The “Soul” of American Freedom

First they came for the communists, and I didn’t speak out because I wasn’t a communist. Then they came for the trade unionists, and I didn’t speak out because I wasn’t a trade unionist. Then they came for the Jews, and I didn’t speak out because I wasn’t a Jew. Then they came for me and there was no one left to speak out for me.

These words, attributed to Martin Niemoller, an opponent of Nazism and Hitler, are etched on a large stone wall located in the Holocaust Museum in Washington, D.C. They serve as a chilling reminder that the sanctity of life is not just a cliché trumpeted by pro-life groups, but is a keystone of freedom. Denied to some, it will eventually be denied to all, and as history proves, the denial of the right to live will spell the death knell of every other inherent right.

Hitler, alone, cannot be blamed for the Holocaust. In fact, before Hitler rose to power, Germany’s medical elite had abandoned the sanctity of life ethic. Pressured by rising medical costs in Germany, they had adopted a utilitarian view of life and approved of euthanasia for the unfit.

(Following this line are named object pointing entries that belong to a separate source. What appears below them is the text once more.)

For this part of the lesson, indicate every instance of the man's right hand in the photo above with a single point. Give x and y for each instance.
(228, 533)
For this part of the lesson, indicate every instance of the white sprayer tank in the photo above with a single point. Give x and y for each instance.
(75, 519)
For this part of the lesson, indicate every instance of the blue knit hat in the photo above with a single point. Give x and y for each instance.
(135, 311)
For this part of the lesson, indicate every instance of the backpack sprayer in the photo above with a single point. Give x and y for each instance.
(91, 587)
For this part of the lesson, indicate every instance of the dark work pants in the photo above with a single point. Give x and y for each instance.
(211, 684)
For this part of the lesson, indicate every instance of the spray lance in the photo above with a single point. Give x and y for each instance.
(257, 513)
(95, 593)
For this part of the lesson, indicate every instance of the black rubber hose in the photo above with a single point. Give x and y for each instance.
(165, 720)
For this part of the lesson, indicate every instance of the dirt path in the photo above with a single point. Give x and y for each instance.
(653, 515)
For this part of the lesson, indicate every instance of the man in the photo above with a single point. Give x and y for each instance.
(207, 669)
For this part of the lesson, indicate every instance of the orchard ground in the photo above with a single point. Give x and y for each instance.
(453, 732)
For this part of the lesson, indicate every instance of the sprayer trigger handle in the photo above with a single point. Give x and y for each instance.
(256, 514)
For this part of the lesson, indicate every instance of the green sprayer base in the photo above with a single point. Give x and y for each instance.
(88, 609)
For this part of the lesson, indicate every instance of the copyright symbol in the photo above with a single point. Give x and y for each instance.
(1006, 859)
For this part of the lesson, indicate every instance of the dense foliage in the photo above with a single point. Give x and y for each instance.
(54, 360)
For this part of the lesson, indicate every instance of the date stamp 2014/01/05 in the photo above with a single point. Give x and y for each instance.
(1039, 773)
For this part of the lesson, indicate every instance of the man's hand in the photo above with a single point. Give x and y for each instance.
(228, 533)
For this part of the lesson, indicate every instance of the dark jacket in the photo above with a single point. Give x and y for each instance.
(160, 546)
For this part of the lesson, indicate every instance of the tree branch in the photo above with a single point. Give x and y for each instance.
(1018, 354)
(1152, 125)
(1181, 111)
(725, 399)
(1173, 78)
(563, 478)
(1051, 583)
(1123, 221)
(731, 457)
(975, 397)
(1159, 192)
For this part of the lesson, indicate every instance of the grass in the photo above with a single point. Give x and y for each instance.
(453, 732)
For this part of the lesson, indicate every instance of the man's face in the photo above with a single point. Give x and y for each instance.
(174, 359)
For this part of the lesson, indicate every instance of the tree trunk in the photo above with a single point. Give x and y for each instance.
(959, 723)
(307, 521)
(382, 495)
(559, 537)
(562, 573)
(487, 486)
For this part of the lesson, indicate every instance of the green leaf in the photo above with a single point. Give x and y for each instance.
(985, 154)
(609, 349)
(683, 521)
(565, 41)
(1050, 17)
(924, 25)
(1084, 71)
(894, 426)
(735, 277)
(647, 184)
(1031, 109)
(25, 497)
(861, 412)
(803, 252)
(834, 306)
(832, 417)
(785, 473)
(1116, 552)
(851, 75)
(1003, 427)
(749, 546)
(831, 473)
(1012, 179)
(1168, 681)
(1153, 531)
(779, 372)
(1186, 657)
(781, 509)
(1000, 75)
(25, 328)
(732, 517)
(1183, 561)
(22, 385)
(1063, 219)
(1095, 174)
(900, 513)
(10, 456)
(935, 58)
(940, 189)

Hitler, when he rose to power as Chancellor in 1933, simply provided official approval for their actions. With the inherent right to life eliminated in medical ethics, Hitler saw an opportunity, and exploited it to impose totalitarianism on Germany.

The lessons of history have not been heeded. Americans have sat idly by while the government forcibly sterilized the poor and mentally disabled, claiming that they polluted the population. Americans have justified the murder of unborn children, claiming they are burdensome and unwanted. Now, faced with mounting health care costs, leaders in the medical profession and bioethics have justified the extermination of the disabled and elderly. As Hitler did, American governments are providing the legal shield for doctors to do so. Man is made in the image and likeness of God. Because of that relationship, the Creator has given man certain rights which government cannot abridge—the right to life, the right to liberty, and the right to happiness.

These rights are proclaimed in the Declaration of Independence. America’s founding fathers sought to protect these rights in the Constitution. The belief in inherent rights and a Creator who gave those rights to all people are foundational principles of America, and as Archbishop Charles Chaput has stated, the “soul” of American freedom.

The motivation to fight against the continued advancement of euthanasia and medicine’s futile care theory is not just an individual fight for those Americans who are faced with the life-and-death decisions for themselves or their children, like the Nguyens did 1996. Rather, this is a fight for the very existence of liberty and the freedoms enshrined in some of history’s most revolutionary documents, documents which founded this world’s last best hope, the shining city on a hill.